CSIRO, Division of Forest Products Private Bag 10, Clayton, Victoria 3168, Australia.
A study of ageing of spruce [Picea sitchensis (Bong.) Carr.] ectomycorrhizas. I. Morphological and cellular changes in mycorrhizas formed by Tylospora fibrillosa (Burt.) Donk and Paxillus involutus (Batsch. ex Fr.) Fr.
Article first published online: 28 APR 2006
Volume 122, Issue 1, pages 141–152, September 1992
How to Cite
DOWNES, G. M., ALEXANDER, I. J. and CAIRNEY, J. W. G. (1992), A study of ageing of spruce [Picea sitchensis (Bong.) Carr.] ectomycorrhizas. I. Morphological and cellular changes in mycorrhizas formed by Tylospora fibrillosa (Burt.) Donk and Paxillus involutus (Batsch. ex Fr.) Fr.

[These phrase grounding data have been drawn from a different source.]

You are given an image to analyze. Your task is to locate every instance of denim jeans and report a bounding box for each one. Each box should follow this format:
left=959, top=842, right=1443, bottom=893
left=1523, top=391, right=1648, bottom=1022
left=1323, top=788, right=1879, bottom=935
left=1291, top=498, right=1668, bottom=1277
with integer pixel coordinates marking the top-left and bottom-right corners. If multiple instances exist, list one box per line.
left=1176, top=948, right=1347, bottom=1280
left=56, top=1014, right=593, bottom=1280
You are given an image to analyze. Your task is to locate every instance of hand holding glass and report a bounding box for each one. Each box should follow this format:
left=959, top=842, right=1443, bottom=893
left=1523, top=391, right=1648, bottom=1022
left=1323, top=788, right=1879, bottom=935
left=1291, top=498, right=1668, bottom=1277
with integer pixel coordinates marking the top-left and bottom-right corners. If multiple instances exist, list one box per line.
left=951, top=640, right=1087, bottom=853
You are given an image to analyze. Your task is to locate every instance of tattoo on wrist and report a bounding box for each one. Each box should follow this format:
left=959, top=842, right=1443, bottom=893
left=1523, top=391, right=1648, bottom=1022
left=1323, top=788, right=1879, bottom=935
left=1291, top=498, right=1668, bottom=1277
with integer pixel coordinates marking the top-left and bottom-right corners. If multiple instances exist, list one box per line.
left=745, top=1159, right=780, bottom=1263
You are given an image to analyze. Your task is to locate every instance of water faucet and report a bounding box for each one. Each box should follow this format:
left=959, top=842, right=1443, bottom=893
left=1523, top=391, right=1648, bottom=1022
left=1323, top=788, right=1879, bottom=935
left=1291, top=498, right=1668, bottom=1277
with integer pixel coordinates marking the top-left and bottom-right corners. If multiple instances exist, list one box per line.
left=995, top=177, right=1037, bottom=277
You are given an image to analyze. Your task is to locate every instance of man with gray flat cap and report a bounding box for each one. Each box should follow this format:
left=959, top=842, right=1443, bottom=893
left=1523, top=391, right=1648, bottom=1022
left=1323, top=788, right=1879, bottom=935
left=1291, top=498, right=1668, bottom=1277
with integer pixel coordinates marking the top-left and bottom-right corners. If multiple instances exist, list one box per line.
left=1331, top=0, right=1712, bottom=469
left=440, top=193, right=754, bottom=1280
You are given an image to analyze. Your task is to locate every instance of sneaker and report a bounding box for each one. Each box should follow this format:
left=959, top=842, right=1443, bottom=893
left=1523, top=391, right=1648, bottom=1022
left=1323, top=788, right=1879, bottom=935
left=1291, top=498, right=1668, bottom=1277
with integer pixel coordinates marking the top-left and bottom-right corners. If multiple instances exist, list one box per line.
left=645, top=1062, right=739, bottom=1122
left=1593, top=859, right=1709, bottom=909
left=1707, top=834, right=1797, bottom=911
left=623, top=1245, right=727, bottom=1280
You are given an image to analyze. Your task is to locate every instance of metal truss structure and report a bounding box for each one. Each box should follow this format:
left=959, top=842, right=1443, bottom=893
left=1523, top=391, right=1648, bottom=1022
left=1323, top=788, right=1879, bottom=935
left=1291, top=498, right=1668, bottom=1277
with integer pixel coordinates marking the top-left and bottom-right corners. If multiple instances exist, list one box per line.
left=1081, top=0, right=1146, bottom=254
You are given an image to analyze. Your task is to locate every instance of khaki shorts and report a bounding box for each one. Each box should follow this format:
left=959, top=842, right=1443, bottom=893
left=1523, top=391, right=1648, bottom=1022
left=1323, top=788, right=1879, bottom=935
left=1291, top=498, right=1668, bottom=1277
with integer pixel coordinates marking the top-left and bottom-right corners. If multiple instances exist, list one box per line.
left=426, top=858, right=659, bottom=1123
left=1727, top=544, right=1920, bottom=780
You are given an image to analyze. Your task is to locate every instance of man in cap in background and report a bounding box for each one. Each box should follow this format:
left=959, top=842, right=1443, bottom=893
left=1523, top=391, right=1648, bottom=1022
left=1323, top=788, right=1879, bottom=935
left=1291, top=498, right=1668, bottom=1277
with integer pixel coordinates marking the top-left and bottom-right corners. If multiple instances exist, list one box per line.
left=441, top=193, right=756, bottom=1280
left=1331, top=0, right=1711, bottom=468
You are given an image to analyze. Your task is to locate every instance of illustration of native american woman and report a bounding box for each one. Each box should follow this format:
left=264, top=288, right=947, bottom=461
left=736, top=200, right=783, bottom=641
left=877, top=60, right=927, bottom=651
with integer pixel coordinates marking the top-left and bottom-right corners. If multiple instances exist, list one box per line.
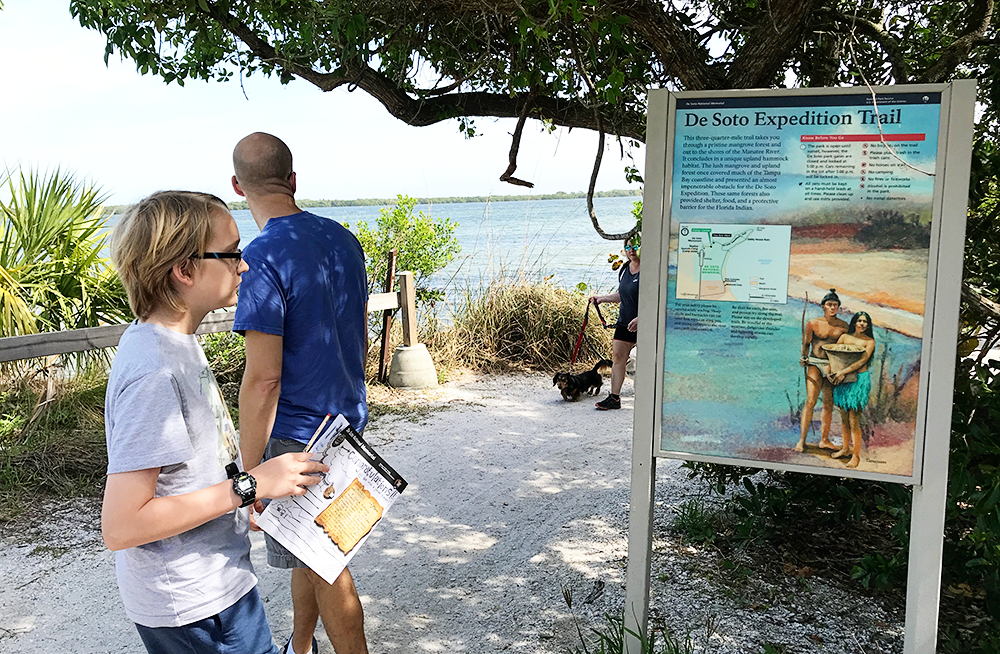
left=829, top=311, right=876, bottom=469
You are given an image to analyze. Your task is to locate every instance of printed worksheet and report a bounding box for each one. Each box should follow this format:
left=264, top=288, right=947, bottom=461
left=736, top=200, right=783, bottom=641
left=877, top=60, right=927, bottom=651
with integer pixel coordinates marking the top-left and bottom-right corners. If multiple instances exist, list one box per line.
left=257, top=415, right=408, bottom=584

New Phytologist, 122: 141–152. doi: 10.1111/j.1469-8137.1992.tb00060.x
- Issue published online: 28 APR 2006
- Article first published online: 28 APR 2006
- (Received 22 July 1991; accepted 10 April 1992)
- Picea sitchensis;
- Paxillus involutus;
- Tylospora fibrillosa;
An age sequence of mycorrhizas formed by Paxillus involutus (Batsch. ex Fr.) Fr. and Tylospora fibrillosa (Burt.) Donk was sampled from 6–9-month-old seedlings of Picea sitchensis (Bong.) Carr. grown on peat in root observation chambers. Information about the ageing process was obtained from co-ordinated studies of mycorrhizal morphology, anatomy, ultrastructure and cell vitality (indicated by FDA-staining).

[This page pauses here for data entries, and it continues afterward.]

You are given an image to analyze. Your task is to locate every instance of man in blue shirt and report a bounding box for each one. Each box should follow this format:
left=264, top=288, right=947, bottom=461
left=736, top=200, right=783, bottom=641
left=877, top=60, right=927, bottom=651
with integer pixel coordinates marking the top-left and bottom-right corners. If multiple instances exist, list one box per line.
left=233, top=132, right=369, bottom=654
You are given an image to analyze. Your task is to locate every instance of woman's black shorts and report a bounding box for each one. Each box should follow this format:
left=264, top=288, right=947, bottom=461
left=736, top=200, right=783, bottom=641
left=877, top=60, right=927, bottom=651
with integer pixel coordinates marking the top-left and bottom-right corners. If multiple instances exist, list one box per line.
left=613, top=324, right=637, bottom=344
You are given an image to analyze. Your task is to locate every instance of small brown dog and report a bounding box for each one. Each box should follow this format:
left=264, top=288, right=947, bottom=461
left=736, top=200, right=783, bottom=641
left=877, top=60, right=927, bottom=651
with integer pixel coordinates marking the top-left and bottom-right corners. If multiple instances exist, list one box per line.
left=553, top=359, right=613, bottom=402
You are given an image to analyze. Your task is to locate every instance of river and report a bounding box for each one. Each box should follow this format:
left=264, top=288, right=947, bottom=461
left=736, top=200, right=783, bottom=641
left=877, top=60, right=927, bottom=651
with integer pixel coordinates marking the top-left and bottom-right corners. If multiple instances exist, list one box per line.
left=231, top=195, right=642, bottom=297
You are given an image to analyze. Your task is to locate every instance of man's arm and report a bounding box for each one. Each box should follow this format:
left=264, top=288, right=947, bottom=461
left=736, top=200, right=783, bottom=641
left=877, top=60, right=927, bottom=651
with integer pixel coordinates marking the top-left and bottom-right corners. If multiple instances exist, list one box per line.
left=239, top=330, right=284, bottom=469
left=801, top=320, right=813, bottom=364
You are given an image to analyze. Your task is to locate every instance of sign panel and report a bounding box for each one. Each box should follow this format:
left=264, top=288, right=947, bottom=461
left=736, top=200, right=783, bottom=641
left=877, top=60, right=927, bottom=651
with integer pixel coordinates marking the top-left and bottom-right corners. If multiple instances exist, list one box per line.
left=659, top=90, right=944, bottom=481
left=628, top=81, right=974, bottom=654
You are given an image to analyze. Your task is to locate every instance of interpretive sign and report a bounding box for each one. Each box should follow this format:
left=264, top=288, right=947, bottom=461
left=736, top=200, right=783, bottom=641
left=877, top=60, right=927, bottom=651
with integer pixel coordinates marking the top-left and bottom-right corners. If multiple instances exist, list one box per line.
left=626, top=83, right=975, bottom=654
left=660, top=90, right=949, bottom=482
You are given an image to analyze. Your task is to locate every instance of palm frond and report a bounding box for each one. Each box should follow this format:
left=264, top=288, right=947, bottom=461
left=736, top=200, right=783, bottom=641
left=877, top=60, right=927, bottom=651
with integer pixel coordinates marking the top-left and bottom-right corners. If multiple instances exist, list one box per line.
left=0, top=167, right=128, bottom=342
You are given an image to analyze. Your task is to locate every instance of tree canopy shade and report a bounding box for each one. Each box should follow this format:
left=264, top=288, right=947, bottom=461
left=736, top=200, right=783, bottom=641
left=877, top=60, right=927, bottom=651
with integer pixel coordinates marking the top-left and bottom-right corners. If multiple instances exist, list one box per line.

Newly produced mycorrhizas were pale and turgid over most of their length with obvious extramatrical mycelium. Most mycorrhizas over 50 d old had a light turgid apical portion and a darkened wrinkled proximal portion: extramatrical mycelium was less obvious. Many remained in this state until the sampling stopped at day 142, but some were completely darkened before day 50. The morphological appearance of a mycorrhiza was not a good indicator of its chronological age. Most mycorrhizas displayed periodic busts of growth which added portions of young turgid cortex to an ageing axis.
The percentage of cortical cells showing nuclei in 1 μm sections of the apical 1 mm declined from 40–50 % in mycorrhizas < 25 d old to 5–15 % in mycorrhizas 110–140 d old. Cortical cells became more vacuolate as they aged and the number of organelles appeared to decline. Senescence proceeded from the outer to the inner cortex and from proximal to distal regions. Degenerate cortical cells were present in the Hartig net zone of mycorrhizas over 25 days old. Cortical cell degeneration preceded, but was closely followed by, degeneration of adjacent Hartig net.

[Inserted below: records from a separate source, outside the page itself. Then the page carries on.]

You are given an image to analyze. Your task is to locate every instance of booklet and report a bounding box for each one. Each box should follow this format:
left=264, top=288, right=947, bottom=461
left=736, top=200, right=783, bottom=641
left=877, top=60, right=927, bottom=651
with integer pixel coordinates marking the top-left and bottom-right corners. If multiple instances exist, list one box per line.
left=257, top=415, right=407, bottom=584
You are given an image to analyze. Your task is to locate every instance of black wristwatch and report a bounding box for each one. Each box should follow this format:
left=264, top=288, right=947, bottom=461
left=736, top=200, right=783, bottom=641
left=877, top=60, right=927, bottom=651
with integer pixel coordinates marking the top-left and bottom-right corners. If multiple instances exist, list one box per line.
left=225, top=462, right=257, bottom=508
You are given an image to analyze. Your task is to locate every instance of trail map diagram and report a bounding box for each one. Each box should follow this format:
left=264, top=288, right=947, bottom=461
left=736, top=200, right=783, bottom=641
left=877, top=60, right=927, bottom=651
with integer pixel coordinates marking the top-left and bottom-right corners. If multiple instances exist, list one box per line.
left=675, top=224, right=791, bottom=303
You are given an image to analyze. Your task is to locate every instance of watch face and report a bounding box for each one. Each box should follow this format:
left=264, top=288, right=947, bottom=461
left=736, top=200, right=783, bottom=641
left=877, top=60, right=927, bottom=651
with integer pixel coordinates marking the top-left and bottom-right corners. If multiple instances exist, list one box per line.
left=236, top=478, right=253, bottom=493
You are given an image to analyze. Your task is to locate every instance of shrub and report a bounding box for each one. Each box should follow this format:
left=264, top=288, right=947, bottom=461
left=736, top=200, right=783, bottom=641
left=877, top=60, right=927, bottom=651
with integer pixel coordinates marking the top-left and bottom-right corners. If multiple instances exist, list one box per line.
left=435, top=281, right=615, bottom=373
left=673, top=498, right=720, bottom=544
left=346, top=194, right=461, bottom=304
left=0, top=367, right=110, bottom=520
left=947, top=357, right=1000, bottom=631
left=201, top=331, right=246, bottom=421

The FDA study supported the general pattern and timing of cell death interpreted from the morphological and ultrastructural study. Cortical/Hartig net fluorescence declined markedly in mycorrhizas over 70–85 d old. The stele was the last tissue in the mycorrhiza to degenerate.
It is suggested that a mycorrhiza ceases to function in nutrient and water uptake when no living cortical/Hartig net interface remains. In this study a few mycorrhizas became non-functional by day 31. For most mycorrhizas the major decline in function took place after 85 days. This estimate is in broad agreement with the estimates of mycorrhizal life span obtained from biomass studies in the field.